Connection- It Is A Healthy Thing
Let’s Connect
The word connect and what it means is different for everyone. For me, connecting means putting things together to get something else. When you connect the plug to the outlet, you get light. If you connect the individual pieces of a jigsaw, you get a cohesive and often beautiful picture. Connect the chocolate, eggs, flour, and butter to a heat source, you get a cake. Connection–it is the epitome of how the whole is greater than the sum of its parts. When Howe and Robinson (2005) coined the term crowdsourcing, they were really talking about connection and the sharing of knowledge. It is such a powerul tool–this concept of sharing in order to gain and distribute information. We are, really and truthfully, more enriched when we give up our egos and realize that we, as individuals, really do not know it all. Did you ever think why the term “know it all” has such a negative connotation?
I think about that and try to parse together my own feelings about know-it-alls. In my world, Mr. Know-It-All, from the Rocky and Bullwinkle Show, was uppity, supercilious, condescending, and of course, knew it all. Giving incredibly pompous advice about anything and everything, something always went wrong–thereby letting us know, in an off-handed way, that know-it-alls do not really know it all. From how to capture a lion to How To Cook A Turkey’s Goose–in the spirit of the upcoming season, we learn that know-it-alls often come across as well- not so smart.
The concept of knowing-it-all doesn’t seem to fit in naturally to human social experience. Children may not want to share their toys, but that is not the same thing as not wanting to share their knowledge and expertise. Watch children play. When one child struggles, the others will help. They will share their crayons. They will willingly share their work. They will say, “I’ll show you how.” Robert Fulghum wrote a text stating that everything he truly needed to become a functioning and responsible adult, he learned in kindergarten. And his first lesson: SHARE EVERYTHING. We need to remember the power of collaborative sharing. We need to embrace the concept of crowdsourcing. We are, together, greater than who we are as one. One is definitely the loneliest number. So why is this so hard to embrace in education? Adopting the crowdsourcing model, adopting the sense of community really means getting rid of borders and dividing lines. Community and sharing must eradicate power structures, and as Freire so accurately postulated, the banking model of education must be “withdrawn.” This can be harder than one thinks. I mean after all, we, in the teaching profession take our charge and our craft very seriously. We have a passion and a drive to mold the future of today’s youth, to help them become the most that they can be. But sometimes, we fall prey to insisting that we “know it all” and it is up to us to deliver our knowledge to a group of willing, or not-so-willing recipients. “Don’t worry children. This hurts us more than it hurts you” is what we say, but actually it doesn’t. It hurts everyone. We must take a refresher course in the benefits of sharing and combining the knowledge of many to enrich the knowledge of many.
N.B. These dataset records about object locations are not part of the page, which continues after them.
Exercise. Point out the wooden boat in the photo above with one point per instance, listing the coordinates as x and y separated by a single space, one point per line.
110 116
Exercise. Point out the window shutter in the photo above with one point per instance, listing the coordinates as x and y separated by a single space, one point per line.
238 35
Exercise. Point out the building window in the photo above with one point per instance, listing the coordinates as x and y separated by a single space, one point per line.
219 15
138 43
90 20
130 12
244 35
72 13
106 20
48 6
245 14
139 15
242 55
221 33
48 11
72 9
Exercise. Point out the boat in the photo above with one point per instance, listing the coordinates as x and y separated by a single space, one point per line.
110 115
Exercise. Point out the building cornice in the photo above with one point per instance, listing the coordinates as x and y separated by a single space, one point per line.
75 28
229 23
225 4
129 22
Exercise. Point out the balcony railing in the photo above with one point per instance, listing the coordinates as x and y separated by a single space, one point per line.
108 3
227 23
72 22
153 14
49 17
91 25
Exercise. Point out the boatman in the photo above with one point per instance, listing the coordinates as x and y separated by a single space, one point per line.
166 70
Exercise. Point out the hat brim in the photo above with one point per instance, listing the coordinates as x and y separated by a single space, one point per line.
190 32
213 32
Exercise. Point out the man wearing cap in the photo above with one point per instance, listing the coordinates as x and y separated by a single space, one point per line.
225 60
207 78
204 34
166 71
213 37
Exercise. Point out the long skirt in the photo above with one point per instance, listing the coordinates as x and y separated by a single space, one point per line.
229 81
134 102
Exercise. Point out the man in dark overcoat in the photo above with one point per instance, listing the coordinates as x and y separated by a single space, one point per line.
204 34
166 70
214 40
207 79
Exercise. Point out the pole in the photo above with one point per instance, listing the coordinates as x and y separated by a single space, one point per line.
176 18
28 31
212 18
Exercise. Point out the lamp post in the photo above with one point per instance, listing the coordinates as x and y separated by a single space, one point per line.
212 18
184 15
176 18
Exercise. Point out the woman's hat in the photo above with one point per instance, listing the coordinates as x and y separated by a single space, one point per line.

We have to foster the development of our students and build their abilities, confidence, and strengths in what it really means to be an active and successful participant in today’s global world. We live in a world that is connected instantaneously with a click of a button. We live next door to each other even if we are continents apart. We have instantaneous connection with each other even if we cannot hold hands. We must allow our students to do this. Please, let’s give up the control and let the knowledge of many become the teacher of all.